I’ve been using Underscores (aka _s) for all my base theme needs since pretty much the day it came out. And I’ve been using Sass for more and more projects — so, inevitably, I started smooshing the two together.
Sass actually makes it really easy to do this, at least if you use the default .scss format. All valid css files are also scss files; you can just take your css file, change the file extension to .scss, and start throwing around variables and functions and all that Sassy stuff. But while it’s easy to get a project rolling that way, it leaves something to be desired organization-wise.
One of the very cool things about Sass is that it assumes that you’ll work with multiple files (partials, in Sass-speak) and compile them into one at the end; renaming the big stylesheet and working from there like I’d been doing still left me searching through a lot of lines of code to find what I needed.
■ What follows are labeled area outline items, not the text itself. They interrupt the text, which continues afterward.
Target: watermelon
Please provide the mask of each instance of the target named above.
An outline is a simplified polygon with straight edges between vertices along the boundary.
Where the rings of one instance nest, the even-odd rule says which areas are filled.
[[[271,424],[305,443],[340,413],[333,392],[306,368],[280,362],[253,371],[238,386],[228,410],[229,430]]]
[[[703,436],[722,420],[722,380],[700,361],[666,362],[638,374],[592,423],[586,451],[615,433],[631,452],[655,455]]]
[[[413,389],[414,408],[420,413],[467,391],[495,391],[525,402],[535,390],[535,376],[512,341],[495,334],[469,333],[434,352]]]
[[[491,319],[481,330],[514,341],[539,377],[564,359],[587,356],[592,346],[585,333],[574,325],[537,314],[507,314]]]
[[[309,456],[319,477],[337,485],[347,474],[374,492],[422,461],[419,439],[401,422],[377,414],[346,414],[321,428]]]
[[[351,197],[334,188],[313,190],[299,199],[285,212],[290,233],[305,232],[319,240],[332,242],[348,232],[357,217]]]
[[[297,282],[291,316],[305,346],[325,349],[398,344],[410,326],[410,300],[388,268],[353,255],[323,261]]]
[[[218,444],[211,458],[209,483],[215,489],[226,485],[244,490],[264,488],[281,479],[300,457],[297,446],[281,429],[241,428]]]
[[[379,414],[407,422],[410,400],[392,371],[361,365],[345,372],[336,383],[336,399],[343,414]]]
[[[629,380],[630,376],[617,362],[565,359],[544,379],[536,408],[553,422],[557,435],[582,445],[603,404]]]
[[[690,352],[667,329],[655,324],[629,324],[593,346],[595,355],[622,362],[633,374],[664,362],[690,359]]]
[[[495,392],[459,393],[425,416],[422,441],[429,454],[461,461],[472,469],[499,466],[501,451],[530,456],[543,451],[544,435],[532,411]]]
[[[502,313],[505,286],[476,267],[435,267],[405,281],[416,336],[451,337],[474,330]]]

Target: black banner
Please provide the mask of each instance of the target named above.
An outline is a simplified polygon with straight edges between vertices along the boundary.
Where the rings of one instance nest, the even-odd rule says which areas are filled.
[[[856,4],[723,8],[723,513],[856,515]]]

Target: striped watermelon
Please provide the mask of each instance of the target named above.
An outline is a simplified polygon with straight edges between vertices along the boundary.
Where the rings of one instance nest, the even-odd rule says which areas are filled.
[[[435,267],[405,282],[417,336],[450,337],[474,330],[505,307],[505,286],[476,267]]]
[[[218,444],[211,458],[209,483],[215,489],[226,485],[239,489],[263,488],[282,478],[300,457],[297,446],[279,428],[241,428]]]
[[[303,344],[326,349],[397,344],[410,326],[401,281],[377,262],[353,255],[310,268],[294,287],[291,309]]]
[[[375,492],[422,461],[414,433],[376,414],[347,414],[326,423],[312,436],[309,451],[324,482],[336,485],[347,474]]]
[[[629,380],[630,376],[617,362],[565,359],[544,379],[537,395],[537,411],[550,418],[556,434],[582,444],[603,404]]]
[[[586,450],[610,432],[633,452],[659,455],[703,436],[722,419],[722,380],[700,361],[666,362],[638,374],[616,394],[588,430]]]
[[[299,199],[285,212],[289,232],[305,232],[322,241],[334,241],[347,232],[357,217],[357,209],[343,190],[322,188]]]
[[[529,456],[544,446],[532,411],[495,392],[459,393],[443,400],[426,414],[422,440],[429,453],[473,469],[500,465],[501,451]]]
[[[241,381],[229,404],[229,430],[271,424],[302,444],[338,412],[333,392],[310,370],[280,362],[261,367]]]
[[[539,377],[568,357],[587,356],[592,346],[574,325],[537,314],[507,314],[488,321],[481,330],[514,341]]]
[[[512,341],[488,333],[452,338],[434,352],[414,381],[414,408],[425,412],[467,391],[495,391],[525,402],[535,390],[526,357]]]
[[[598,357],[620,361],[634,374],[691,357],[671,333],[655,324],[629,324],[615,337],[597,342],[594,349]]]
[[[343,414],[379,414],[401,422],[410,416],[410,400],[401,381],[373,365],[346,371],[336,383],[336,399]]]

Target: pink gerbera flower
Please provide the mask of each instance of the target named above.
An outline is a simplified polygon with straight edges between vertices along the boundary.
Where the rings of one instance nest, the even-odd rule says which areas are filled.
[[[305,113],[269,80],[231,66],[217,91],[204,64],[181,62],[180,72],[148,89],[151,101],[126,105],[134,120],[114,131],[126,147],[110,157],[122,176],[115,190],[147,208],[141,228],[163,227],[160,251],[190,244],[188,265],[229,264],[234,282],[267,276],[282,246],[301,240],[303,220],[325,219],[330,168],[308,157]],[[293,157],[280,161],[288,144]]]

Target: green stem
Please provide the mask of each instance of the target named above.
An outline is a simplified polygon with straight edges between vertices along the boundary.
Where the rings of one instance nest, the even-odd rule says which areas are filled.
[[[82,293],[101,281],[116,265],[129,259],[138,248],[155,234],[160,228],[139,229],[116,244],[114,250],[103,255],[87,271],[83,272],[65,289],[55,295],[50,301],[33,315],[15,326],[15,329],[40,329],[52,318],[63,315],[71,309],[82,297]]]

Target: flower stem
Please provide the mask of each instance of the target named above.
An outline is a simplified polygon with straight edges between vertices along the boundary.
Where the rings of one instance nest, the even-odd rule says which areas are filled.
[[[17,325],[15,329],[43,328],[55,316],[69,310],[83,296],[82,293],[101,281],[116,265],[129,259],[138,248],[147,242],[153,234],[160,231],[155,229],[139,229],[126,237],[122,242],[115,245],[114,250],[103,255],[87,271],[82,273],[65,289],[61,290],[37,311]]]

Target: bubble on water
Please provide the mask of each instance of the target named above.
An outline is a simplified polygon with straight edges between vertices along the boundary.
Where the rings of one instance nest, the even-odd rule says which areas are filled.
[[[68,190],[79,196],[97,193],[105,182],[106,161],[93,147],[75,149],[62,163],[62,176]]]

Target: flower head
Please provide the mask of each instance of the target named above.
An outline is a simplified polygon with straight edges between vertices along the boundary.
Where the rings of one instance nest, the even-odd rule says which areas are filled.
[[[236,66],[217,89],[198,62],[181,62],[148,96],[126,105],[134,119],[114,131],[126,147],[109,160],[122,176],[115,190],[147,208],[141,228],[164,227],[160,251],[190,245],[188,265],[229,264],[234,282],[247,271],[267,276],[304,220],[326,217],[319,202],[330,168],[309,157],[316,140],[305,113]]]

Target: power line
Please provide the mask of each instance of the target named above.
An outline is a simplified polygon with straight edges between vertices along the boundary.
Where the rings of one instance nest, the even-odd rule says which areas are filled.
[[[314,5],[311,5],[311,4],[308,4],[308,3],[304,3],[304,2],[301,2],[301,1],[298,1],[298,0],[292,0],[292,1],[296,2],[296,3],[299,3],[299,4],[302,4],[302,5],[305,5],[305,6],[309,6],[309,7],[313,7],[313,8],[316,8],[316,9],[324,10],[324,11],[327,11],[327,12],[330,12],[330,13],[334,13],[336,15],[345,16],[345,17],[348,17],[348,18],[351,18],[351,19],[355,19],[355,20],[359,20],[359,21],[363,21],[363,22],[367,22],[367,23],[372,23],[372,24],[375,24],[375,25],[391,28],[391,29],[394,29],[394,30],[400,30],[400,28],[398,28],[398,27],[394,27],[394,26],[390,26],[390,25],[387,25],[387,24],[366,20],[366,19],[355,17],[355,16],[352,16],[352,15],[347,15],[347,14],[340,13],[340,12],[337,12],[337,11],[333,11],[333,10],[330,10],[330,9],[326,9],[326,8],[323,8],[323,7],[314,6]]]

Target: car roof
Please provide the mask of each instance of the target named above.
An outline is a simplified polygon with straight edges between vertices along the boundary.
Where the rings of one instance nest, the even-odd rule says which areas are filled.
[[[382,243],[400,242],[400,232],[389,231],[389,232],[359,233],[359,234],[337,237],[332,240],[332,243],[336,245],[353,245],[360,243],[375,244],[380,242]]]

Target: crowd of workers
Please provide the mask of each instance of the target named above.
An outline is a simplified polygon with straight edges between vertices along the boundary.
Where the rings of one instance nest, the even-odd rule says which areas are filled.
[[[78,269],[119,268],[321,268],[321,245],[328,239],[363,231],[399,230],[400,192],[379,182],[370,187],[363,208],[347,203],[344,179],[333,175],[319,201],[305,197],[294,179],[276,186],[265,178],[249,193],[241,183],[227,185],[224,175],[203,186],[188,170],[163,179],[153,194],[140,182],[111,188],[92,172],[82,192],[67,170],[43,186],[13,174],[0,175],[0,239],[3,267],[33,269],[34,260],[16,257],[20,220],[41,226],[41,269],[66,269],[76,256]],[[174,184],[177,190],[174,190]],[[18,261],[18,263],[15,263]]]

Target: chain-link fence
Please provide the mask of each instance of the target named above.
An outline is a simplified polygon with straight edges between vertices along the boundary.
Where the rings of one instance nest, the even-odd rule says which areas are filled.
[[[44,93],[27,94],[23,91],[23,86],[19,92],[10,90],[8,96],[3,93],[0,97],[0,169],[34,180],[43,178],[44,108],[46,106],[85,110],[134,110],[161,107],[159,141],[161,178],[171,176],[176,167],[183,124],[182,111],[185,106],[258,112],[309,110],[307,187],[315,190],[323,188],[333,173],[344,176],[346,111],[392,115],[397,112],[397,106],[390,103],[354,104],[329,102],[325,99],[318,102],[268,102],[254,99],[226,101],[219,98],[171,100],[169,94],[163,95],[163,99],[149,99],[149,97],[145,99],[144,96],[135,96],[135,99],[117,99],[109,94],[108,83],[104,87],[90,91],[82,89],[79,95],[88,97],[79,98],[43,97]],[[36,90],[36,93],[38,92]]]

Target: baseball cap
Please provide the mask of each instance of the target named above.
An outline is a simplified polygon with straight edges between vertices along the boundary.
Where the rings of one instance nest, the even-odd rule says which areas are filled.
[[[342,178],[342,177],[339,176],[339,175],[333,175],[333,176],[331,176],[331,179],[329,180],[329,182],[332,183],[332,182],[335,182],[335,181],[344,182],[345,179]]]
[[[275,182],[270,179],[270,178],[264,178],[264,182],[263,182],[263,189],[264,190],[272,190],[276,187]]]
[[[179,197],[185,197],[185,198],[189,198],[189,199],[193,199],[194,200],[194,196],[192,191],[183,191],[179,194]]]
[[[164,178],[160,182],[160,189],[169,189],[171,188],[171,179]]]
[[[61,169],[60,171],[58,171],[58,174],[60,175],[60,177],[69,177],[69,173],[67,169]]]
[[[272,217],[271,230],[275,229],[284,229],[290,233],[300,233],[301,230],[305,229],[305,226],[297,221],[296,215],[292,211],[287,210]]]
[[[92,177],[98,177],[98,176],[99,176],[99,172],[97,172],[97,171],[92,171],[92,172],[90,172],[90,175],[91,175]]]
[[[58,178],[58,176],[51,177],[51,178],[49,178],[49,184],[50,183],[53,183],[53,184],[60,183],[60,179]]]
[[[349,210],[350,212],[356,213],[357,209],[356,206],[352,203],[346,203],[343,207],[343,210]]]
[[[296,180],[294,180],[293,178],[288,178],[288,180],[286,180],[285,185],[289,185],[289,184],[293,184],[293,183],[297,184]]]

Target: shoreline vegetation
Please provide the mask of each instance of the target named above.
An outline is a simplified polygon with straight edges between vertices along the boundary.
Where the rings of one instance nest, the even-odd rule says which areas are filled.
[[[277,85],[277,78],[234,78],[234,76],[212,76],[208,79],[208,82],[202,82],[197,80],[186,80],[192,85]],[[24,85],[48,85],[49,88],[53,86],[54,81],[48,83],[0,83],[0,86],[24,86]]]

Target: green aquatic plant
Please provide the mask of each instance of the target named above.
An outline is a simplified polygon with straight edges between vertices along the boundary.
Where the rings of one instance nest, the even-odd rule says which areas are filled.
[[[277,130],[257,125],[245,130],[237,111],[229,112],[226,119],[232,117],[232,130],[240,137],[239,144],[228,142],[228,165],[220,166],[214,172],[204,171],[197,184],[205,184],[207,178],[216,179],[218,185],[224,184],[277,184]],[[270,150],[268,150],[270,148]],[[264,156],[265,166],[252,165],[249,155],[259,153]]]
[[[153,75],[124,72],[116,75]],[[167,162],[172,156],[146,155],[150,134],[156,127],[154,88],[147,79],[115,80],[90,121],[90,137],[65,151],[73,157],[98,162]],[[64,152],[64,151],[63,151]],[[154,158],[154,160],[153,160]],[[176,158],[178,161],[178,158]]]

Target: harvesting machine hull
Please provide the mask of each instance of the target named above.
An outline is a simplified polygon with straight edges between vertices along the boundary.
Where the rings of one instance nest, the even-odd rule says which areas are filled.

Ideally, I’d have a file for menu styles, a file for media styles, and so on. Even better, I’d be able to drop in a file of my own favorite mix-ins without recreating them for each project. I always set up my color schemes first thing, my base fonts and line heights, set up clearfixes and assistive text the way I want them, set up common styles for borders and boxes and the like; the values change, but what I’m styling has a lot of the same structure from project to project. (That one’s not included in the repo, but I’d love to hear about other people’s favorites.)
So to make more lazy level up my own practice, I finally took the time to make all this into a properly organized repo. Y’all can grab it here: https://github.com/sabreuse/sassy_s
A couple of notes:
- sassy_s is just a refactoring of the stylesheet — not a complete starter theme. It’s designed to work with a copy of _s, not replace it.
- I’ve provided links to a couple of beginning Sass tutorials, and a couple of inline examples, but there are lots of great resources out there for installing and using Sass. If you have Sass questions, they’re the place to start.
- The
sass --watch
command will overwrite your style.css with every change. Start with a fresh copy of Underscores and copy over your style.css header first. Don’t add this to a theme you’ve already made (unless you’ve got it under version control!) - If you’ve heard that you can’t use Sass if your end-users don’t run Ruby on their servers, fear not! In almost all cases, you should be running Ruby and Sass on your development machine, then exporting your Sass to a normal CSS file. It’ll run just as well as any other theme.